Do not use a wire brush on a paint brush. While it will help remove the dried paint from the tips of the bristle, it can damage the filament / bristle. Instead, use a brush comb to clean the paint from the inside of the brush, which will increase the life of the brush. To get the outside of the brush clean try using a stiff nylon bristle brush. This will be less destructive on the ends of the filaments.
Which Brush Should I Use?
Why can’t I use a natural bristle brush (like white china bristle or black china bristle) with water-based or latex paints?
Natural bristle brushes are made from natural fibers like our hair. And, like our hair, natural bristles absorb water resulting in a soft and floppy brush that won’t paint very well. Also, rough surfaces will quickly wear out a natural bristle brush. So, if you’re using a water-based or latex coating or painting a large, rough surface, choose a synthetic brush (like a nylon or nylon/poly brush) instead. Synthetic filaments retain their stiffness and body with all types of finishes.
What is the difference between a nylon/poly brush and a 100% nylon brush?
Professional painters often prefer a 100% nylon brush for painting interiors with latex (water-based) enamels. However, a 100% nylon brush reacts to heat and humidity by getting softer and harder to use.
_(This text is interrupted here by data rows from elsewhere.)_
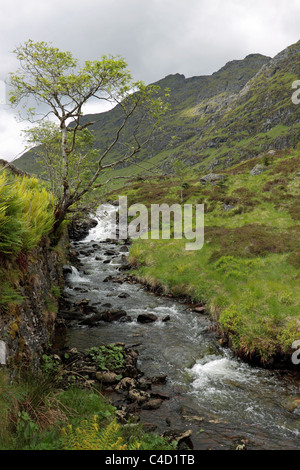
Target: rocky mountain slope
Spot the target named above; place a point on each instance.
(214, 121)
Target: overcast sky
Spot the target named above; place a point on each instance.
(156, 37)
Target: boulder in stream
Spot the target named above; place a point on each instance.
(146, 318)
(113, 315)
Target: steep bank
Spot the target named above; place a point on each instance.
(31, 270)
(247, 273)
(103, 304)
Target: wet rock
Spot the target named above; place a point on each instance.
(166, 318)
(67, 269)
(126, 319)
(159, 380)
(146, 318)
(79, 229)
(145, 384)
(152, 404)
(124, 260)
(201, 309)
(160, 395)
(91, 320)
(126, 383)
(109, 253)
(123, 295)
(228, 207)
(149, 427)
(183, 439)
(113, 315)
(107, 377)
(138, 396)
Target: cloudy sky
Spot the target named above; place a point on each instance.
(156, 37)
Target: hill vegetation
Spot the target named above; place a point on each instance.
(247, 273)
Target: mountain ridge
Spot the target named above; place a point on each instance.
(215, 120)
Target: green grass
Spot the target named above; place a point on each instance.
(26, 216)
(36, 415)
(248, 270)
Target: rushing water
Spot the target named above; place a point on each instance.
(217, 396)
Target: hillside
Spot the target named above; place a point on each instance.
(214, 121)
(181, 123)
(247, 273)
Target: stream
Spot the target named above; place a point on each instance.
(221, 399)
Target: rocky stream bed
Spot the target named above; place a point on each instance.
(176, 376)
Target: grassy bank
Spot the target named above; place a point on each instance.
(247, 273)
(26, 216)
(36, 414)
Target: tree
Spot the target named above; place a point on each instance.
(54, 79)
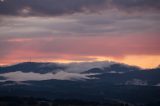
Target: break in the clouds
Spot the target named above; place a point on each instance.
(80, 30)
(61, 7)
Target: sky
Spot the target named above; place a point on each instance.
(64, 31)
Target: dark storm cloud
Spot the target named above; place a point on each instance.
(60, 7)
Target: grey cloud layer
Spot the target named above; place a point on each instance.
(60, 7)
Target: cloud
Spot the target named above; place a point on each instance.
(61, 75)
(62, 7)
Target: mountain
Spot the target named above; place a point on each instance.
(99, 81)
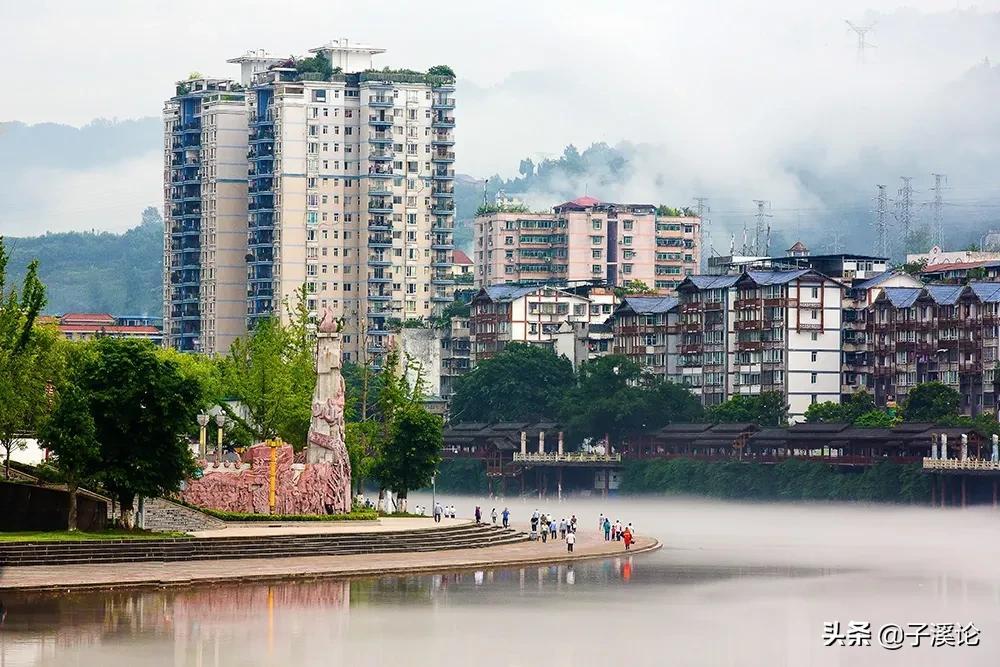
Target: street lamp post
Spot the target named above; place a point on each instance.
(272, 497)
(203, 423)
(220, 421)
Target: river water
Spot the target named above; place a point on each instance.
(735, 584)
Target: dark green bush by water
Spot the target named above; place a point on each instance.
(789, 480)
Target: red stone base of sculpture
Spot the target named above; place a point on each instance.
(316, 488)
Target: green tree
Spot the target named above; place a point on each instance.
(613, 396)
(272, 372)
(636, 287)
(71, 435)
(522, 382)
(412, 455)
(846, 411)
(874, 419)
(931, 402)
(441, 70)
(143, 408)
(765, 409)
(29, 358)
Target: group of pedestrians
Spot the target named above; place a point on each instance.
(614, 531)
(446, 511)
(546, 526)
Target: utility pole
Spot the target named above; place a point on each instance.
(937, 208)
(904, 206)
(881, 226)
(861, 31)
(761, 228)
(704, 226)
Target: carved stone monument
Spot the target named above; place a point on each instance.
(322, 485)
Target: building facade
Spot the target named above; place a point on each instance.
(645, 330)
(762, 331)
(205, 211)
(339, 188)
(503, 314)
(585, 240)
(937, 333)
(352, 195)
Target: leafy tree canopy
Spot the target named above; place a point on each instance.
(931, 402)
(521, 382)
(765, 409)
(613, 396)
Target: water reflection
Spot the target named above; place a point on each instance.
(749, 590)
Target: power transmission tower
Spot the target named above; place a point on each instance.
(705, 238)
(937, 208)
(762, 227)
(904, 206)
(881, 221)
(861, 31)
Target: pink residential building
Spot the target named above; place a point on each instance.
(586, 240)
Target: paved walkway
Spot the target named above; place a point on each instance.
(589, 545)
(383, 525)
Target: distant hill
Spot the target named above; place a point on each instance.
(98, 272)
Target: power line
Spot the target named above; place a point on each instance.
(881, 221)
(904, 205)
(762, 229)
(937, 231)
(705, 240)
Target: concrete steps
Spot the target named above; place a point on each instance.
(164, 516)
(277, 546)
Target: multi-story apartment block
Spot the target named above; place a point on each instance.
(351, 194)
(942, 333)
(503, 314)
(762, 331)
(585, 240)
(205, 210)
(856, 344)
(646, 331)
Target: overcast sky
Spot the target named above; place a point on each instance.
(729, 88)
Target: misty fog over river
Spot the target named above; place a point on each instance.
(735, 584)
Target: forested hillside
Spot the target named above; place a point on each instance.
(98, 272)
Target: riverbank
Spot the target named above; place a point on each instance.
(590, 545)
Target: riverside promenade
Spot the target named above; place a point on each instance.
(152, 573)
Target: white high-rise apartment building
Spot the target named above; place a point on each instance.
(205, 211)
(341, 184)
(351, 194)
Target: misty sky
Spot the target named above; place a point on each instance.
(743, 100)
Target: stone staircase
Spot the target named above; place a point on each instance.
(164, 516)
(188, 549)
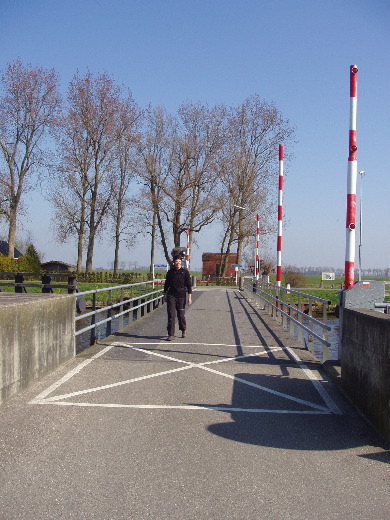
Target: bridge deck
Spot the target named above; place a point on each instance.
(235, 421)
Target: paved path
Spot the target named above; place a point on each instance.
(232, 422)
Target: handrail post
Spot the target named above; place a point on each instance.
(300, 330)
(93, 336)
(19, 279)
(109, 314)
(46, 281)
(72, 284)
(311, 343)
(120, 325)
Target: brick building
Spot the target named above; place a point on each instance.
(211, 263)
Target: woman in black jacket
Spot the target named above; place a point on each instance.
(177, 285)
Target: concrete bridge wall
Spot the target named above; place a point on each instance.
(36, 336)
(365, 364)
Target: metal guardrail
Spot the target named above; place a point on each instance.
(284, 303)
(384, 305)
(141, 296)
(44, 284)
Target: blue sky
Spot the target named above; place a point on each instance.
(296, 53)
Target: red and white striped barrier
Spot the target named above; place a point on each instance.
(257, 258)
(188, 252)
(280, 218)
(351, 185)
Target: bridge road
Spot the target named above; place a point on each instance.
(233, 422)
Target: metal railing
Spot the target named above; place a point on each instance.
(143, 296)
(289, 306)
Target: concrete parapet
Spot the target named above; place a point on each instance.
(37, 335)
(365, 364)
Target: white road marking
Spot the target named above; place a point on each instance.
(43, 398)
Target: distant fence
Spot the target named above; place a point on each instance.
(122, 300)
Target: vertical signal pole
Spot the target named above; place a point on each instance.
(280, 218)
(257, 259)
(188, 249)
(351, 185)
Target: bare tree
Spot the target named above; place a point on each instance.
(89, 146)
(29, 107)
(248, 172)
(203, 137)
(155, 164)
(123, 172)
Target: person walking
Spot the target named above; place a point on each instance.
(177, 286)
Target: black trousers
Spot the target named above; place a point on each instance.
(176, 306)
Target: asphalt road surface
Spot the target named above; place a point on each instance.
(236, 421)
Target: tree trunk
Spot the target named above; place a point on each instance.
(12, 231)
(152, 244)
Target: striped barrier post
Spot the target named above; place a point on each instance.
(280, 218)
(257, 259)
(351, 185)
(188, 252)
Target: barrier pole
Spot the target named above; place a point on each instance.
(280, 218)
(257, 259)
(351, 185)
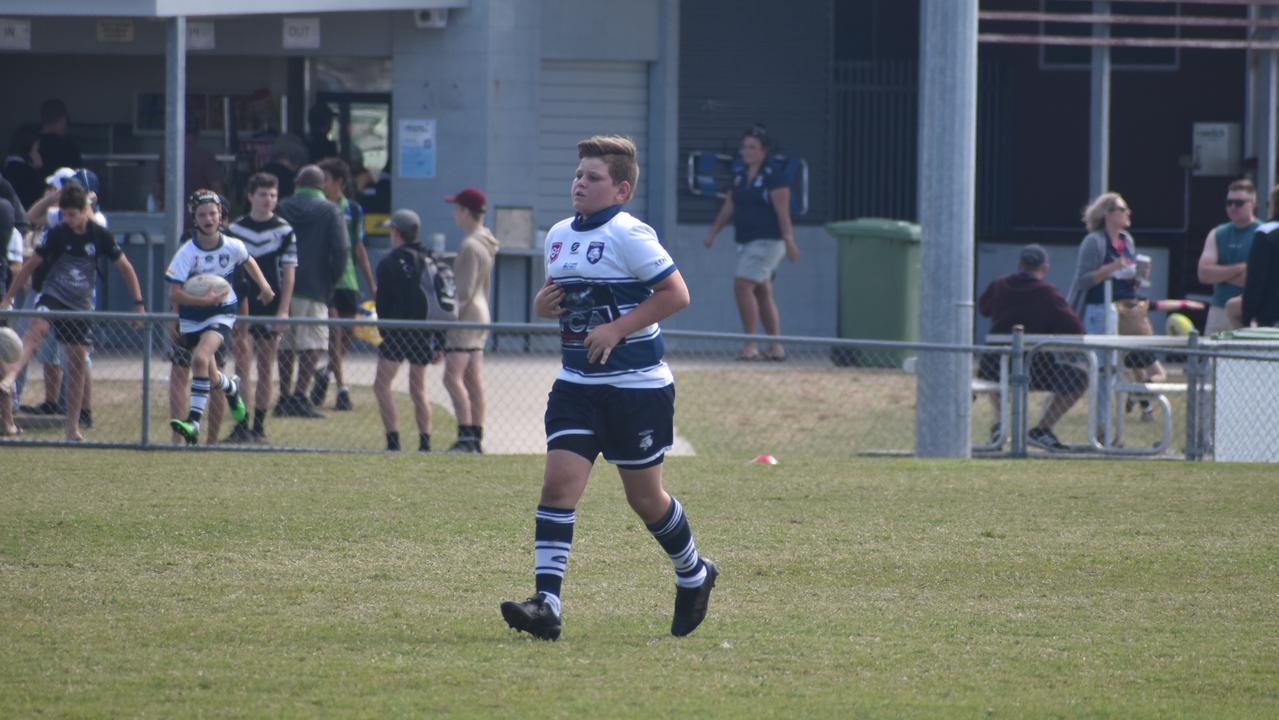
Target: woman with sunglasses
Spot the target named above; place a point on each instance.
(1108, 252)
(759, 205)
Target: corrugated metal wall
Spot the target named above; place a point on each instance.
(581, 99)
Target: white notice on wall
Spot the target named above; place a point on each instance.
(301, 33)
(200, 35)
(14, 33)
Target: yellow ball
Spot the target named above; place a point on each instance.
(368, 333)
(1178, 325)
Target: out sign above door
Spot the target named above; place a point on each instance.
(301, 33)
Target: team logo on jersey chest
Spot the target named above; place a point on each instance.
(594, 252)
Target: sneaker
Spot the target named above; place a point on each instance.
(533, 617)
(691, 602)
(188, 430)
(1044, 438)
(235, 403)
(320, 388)
(343, 402)
(241, 435)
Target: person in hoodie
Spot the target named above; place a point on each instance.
(324, 247)
(1025, 298)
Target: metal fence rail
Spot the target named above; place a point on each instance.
(829, 398)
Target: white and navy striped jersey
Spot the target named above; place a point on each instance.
(193, 260)
(271, 243)
(608, 265)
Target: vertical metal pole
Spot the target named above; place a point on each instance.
(174, 132)
(147, 345)
(1099, 122)
(948, 163)
(1266, 73)
(1193, 450)
(1020, 389)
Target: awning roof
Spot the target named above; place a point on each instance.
(205, 8)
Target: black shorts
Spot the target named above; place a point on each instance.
(67, 331)
(182, 349)
(260, 331)
(417, 347)
(632, 427)
(345, 302)
(1048, 375)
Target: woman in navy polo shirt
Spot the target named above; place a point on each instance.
(760, 209)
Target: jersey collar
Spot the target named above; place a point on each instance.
(582, 224)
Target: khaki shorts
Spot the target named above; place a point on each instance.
(1218, 321)
(307, 336)
(759, 260)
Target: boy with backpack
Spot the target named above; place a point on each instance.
(411, 285)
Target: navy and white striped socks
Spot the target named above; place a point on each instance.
(553, 539)
(677, 539)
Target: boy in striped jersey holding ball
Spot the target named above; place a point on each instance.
(609, 281)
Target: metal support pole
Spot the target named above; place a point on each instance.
(1266, 73)
(1193, 445)
(948, 161)
(1020, 390)
(174, 132)
(1099, 120)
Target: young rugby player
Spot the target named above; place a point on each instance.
(274, 247)
(609, 281)
(205, 321)
(70, 248)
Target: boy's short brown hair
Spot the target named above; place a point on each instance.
(262, 180)
(618, 152)
(72, 196)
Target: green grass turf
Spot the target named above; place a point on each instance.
(161, 585)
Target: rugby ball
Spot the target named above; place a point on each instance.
(201, 285)
(368, 333)
(1178, 325)
(10, 345)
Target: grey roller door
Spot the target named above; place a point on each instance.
(582, 99)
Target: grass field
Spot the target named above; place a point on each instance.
(298, 586)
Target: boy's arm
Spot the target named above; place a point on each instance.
(131, 280)
(669, 297)
(19, 280)
(265, 293)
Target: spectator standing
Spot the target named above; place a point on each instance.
(463, 349)
(400, 297)
(271, 242)
(1223, 264)
(324, 248)
(759, 205)
(70, 251)
(1025, 298)
(56, 146)
(1261, 287)
(23, 165)
(345, 297)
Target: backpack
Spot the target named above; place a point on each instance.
(439, 287)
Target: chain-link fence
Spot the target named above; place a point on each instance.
(826, 398)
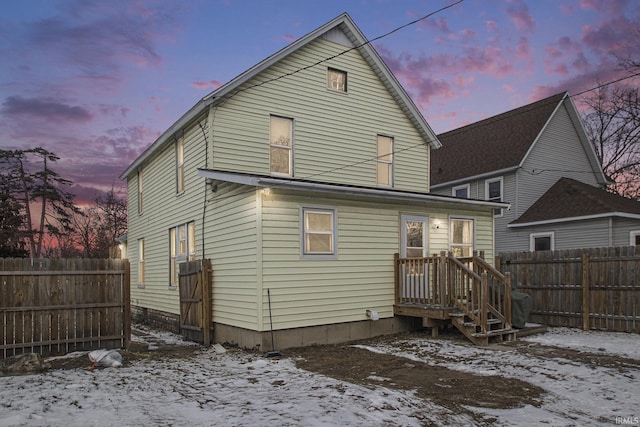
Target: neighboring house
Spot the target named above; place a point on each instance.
(299, 179)
(538, 159)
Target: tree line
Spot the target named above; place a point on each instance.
(39, 217)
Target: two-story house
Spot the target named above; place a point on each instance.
(299, 179)
(538, 159)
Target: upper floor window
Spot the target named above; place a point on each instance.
(180, 165)
(336, 80)
(281, 144)
(318, 231)
(385, 161)
(493, 192)
(461, 191)
(541, 241)
(182, 247)
(140, 192)
(461, 237)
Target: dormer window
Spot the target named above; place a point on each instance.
(336, 80)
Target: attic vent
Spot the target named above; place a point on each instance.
(338, 36)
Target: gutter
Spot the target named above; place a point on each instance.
(269, 182)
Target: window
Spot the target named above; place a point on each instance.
(318, 231)
(493, 192)
(182, 248)
(140, 194)
(541, 242)
(385, 161)
(180, 165)
(461, 191)
(414, 236)
(461, 237)
(141, 263)
(281, 144)
(336, 80)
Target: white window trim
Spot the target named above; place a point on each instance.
(534, 236)
(460, 187)
(386, 162)
(473, 232)
(334, 213)
(190, 251)
(180, 175)
(289, 147)
(403, 233)
(486, 193)
(346, 80)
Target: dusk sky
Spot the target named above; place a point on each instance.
(96, 82)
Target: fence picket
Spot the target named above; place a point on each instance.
(595, 288)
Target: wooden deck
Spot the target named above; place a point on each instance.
(466, 292)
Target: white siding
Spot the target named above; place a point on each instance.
(307, 292)
(164, 209)
(334, 133)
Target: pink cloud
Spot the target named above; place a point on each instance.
(523, 49)
(439, 24)
(518, 11)
(211, 84)
(612, 36)
(49, 109)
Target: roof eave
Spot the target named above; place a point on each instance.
(272, 182)
(576, 218)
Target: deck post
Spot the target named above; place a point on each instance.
(396, 277)
(507, 297)
(484, 301)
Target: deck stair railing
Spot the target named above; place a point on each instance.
(478, 295)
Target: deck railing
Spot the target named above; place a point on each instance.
(468, 284)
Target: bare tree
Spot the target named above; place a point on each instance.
(39, 190)
(613, 126)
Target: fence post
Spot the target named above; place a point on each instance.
(585, 292)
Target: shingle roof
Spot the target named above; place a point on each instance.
(568, 198)
(499, 142)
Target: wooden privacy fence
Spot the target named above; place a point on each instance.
(55, 306)
(597, 288)
(195, 300)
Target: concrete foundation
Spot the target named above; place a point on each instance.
(313, 335)
(286, 338)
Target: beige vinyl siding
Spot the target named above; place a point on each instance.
(163, 210)
(558, 153)
(334, 136)
(307, 291)
(232, 245)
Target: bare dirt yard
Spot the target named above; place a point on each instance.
(562, 377)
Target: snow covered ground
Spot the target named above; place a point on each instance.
(241, 389)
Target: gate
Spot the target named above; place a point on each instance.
(195, 301)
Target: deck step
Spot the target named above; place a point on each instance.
(495, 332)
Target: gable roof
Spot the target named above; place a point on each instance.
(351, 36)
(501, 143)
(571, 200)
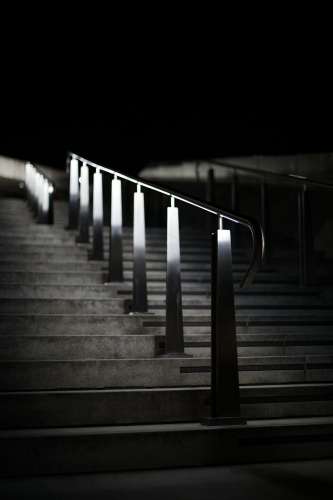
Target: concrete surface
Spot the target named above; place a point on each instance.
(299, 480)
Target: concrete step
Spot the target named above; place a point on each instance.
(158, 372)
(121, 346)
(117, 407)
(63, 306)
(33, 277)
(93, 449)
(101, 291)
(125, 324)
(101, 277)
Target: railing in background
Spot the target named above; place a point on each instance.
(39, 190)
(225, 385)
(305, 232)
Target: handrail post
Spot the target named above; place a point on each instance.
(116, 234)
(84, 204)
(27, 180)
(35, 198)
(305, 234)
(45, 201)
(210, 196)
(140, 301)
(225, 402)
(40, 182)
(236, 229)
(174, 334)
(98, 216)
(266, 223)
(74, 194)
(50, 217)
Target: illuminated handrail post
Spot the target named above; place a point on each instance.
(116, 234)
(210, 196)
(35, 196)
(236, 229)
(26, 181)
(73, 195)
(305, 234)
(51, 206)
(98, 216)
(84, 204)
(44, 214)
(40, 198)
(225, 402)
(174, 334)
(140, 301)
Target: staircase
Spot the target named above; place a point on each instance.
(83, 386)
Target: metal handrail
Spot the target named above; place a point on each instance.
(299, 179)
(251, 223)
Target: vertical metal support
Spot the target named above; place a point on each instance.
(210, 196)
(98, 216)
(26, 180)
(116, 234)
(225, 402)
(174, 334)
(35, 197)
(266, 223)
(236, 228)
(84, 204)
(74, 194)
(31, 185)
(43, 218)
(40, 181)
(306, 244)
(140, 302)
(50, 219)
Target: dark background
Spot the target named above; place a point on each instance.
(128, 123)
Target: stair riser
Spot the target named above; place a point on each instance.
(59, 306)
(47, 375)
(70, 278)
(125, 324)
(80, 347)
(76, 452)
(61, 409)
(127, 347)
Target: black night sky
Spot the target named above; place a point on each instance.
(126, 124)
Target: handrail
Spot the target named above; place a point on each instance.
(263, 173)
(251, 223)
(42, 173)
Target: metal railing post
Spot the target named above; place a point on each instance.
(210, 196)
(84, 204)
(266, 223)
(40, 198)
(98, 253)
(174, 334)
(225, 402)
(74, 194)
(305, 234)
(35, 196)
(236, 230)
(116, 234)
(44, 212)
(26, 181)
(140, 301)
(50, 219)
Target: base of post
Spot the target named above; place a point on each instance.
(176, 355)
(223, 421)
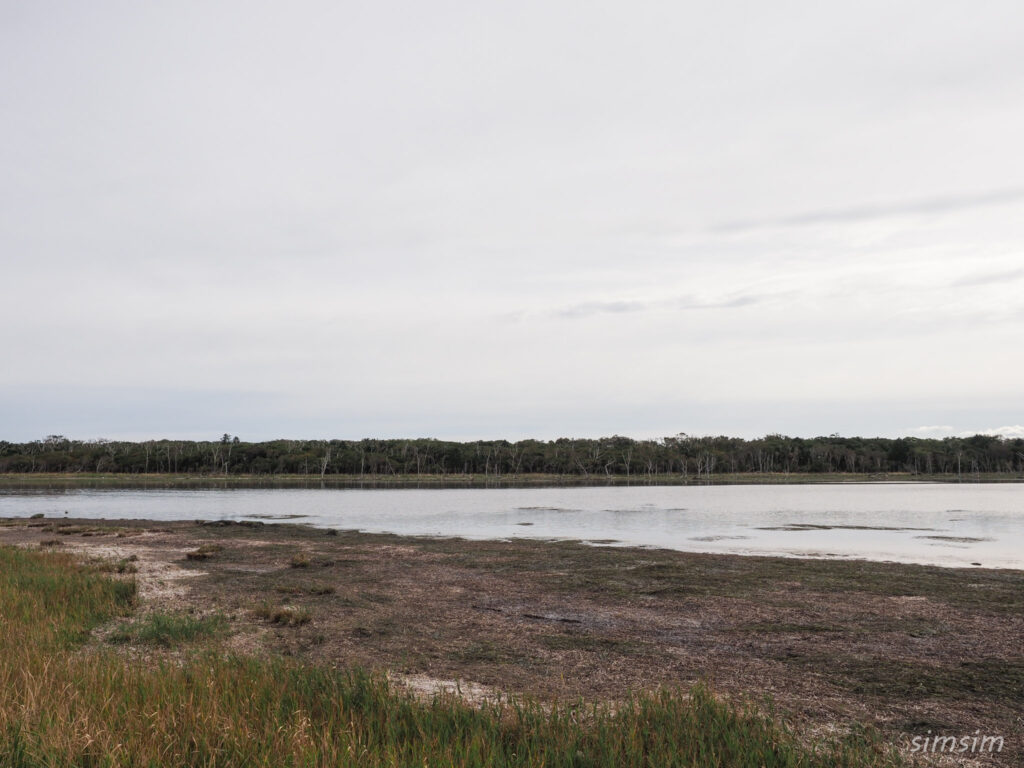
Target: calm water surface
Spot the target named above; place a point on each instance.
(909, 522)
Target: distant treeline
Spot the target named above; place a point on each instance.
(682, 455)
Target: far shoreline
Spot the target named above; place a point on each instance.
(165, 480)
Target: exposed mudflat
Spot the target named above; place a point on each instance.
(908, 648)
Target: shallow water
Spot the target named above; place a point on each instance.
(936, 523)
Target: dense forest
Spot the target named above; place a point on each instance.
(682, 455)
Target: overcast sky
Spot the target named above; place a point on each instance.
(509, 219)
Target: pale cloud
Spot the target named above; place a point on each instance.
(346, 220)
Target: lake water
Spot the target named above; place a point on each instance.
(943, 524)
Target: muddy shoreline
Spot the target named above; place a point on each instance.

Polyester adds stiffness retention to the brush and helps limit the reaction to heat and humidity, so nylon/poly bends are ideal for exteriors as well as interiors. Polyester or nylon/poly blend brushes work with all types of paints and stains and are considered “all purpose” brushes.
Both the 100% nylon and nylon/poly blends allow paint to flow smoothly, thus, the choice comes down to the environment. If your climate has high heat and humidity at the time you will be painting, use the poly/nylon blend. If not, select the brush you prefer.
Can I paint over stain?
You should have no problem getting paint to hold over stain. Be sure that the surfaces to paint are clean, that the stain is totally dry and that there are no loose chips on the surface. Prime with a pigmented stain sealer to prevent “flashes” or “hotspots” coming through the paint. Then, choose a Bestt Liebco® brush for high-quality results and a smooth finish.
At what temperature can you begin to paint? Is it the same all paints and stains?
Once the temperature drops below about 55 degrees Fahrenheit, paint becomes a little harder to work with. It is also easier to get sags in paint because of the slower dry times. Temperatures for latex and oil paints differ, as do stains and paints. Please read the label on the can of finish and follow the manufacturers’ recommendations.
How Do I “Cut In?”
“Cutting in” is a process of applying paint at all corners where ceilings meet walls or where walls intersect. Also, paint is applied next to all molding, trim, and baseboards. Cutting in is easy without painters tape if you use a high-quality paint brush and follow these simple steps below. However, if you are not comfortable cutting in with a brush, you can always use special painters tape to ensure you get a straight line.
- Fully load the brush with paint.
- Place the brush parallel to the area to be cut, push the bristles against the surface and let the brush open up into a semi oval. Then move it into the line you are cutting. Follow the line until the line of paint begins to break up. Repeat.